Et depuis on les voit toujours fourrés ensemble ?


----------



## LV4-26

Other suggestions along the lines of the "hot topic" angle.

_C'est devenu *le* couple_ (with the intonation stressing the word "le")
or _le couple du siècle_

I'm not really satisfied with these but, at least, this could put you all on the track of something better,as it sometimes happens.
Still thinking.


----------



## la grive solitaire

The linguistic level of "to be an item" is similar to that of "un couple qui vit plus duo que les bas" in this article:

http://www.mf-international.com/viewtopic.php?p=66608


----------



## LV4-26

_On ne les imaginait plus l'un sans l'autre ?_


----------



## Gil

et si la première idée n'était pas si mauvaise.

et depuis les tourtereaux semblent inséparables.


----------



## Jabote

Gil said:
			
		

> et si la première idée n'était pas si mauvaise.
> 
> et depuis les tourtereaux semblent inséparables.


 
l'expression est très jolie, mais trop poétique pour le colloquial "to be an item"... mais je ne trouve toujours pas comment traduire, à part "et depuis c'est *LE* couple", with a strong stress on "LE"


----------



## Quake 3

*'They say that Biker and Lucy are an 'item.' '*

If you have any further suggestions, please, add them, I'm quite interested in this thread...


----------



## catheng

On dit/ il parait  que B et L sont ensemble.


----------



## Quake 3

Yep but this is formal, neutral... as said above, the word item is pretty colloquial therefore the French translation should be colloquial as well.
Thanks for the post Catheng!


----------



## catheng

I feel it is colloquial. As a French speaker, if I had wanted not to be colloquial I would have said "B ET L sortent ensemble"

Hope it helps. But I'll try to find something else


----------



## nouvellerin

_Ils se sont mis en unité_

Ca peut se dire ? Ou bien je tente trop ? 

En plus, je veux ajouter que je ne suis pas d'accord avec ceux qui disent que "an item" se compose forcément de peoples, ou que le couple est célèbre. "An item" est un couple amoureux, point.


----------



## melu85

Nouvellerin, "se sont mis en unité" ne marche pas en français, dommage.
"ils sortent ensemble" "ils sont ensemble" passent bien pour rendre "to be an item". j'ai le sentiment que les autres propositions sont de la sur-traduction.


----------



## nouvellerin

Oui, dommage  n'étant pas francophone, le mot _unité _me plaisait...


----------



## Quake 3

As a French speaker, "_être ensemble_", "_être avec quelqu'un_" does not sound familiar to me!
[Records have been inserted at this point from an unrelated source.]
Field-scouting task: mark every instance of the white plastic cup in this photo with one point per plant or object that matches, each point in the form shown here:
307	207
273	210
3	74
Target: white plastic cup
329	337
Perhaps I'm wrong... and I wouldn't use "_sortir ensemble_" with folks beyond 30-35 years old. _Sortir ensemble _in French sounds to me like a word used for young people. 
What I mean is chances are "sortir ensemble" is the proper translation to use, but why doesn't the original sentence read "be together" or simply "to be in love"? Why is the word item used?


----------



## catheng

indeed sortir ensemble is often used for young people.... You're right.


----------



## Grop

Quake 3 said:


> As a French speaker, "_être ensemble_", "_être avec quelqu'un_" does not sound familiar to me! Perhaps I'm wrong... and I wouldn't use "_sortir ensemble_" with folks beyond 30-35 years old. _Sortir ensemble _in French sounds to me like a word used for young people.



Hi Quake, I am familiar with these expressions. To me they suggest closer links than just "sortir ensemble" - which I wouldn't use for people who live together, for instance.


----------



## melu85

ok, vous n'allez pas aimer ma suggestion, pas assez familère, mais l'idée c'est "former un couple", pas plus.


----------



## Quake 3

Hi Grop! Well, you're certainely right, and I quite like Agnès E.'s "fourrés ensemble". I also know the phrase "main dans la main" but it's not colloquial enough. Thanks Grop!!

Melu85, about your suggestion, it's not that I don't like it but I have already used the term "former un couple" for the almost same cue from the game:

_'They say that Sarge and Slash are a couple.'_

I can't use it twice, alas.


----------



## Grop

En y repensant, "sortent ensemble" est sans doute approprié.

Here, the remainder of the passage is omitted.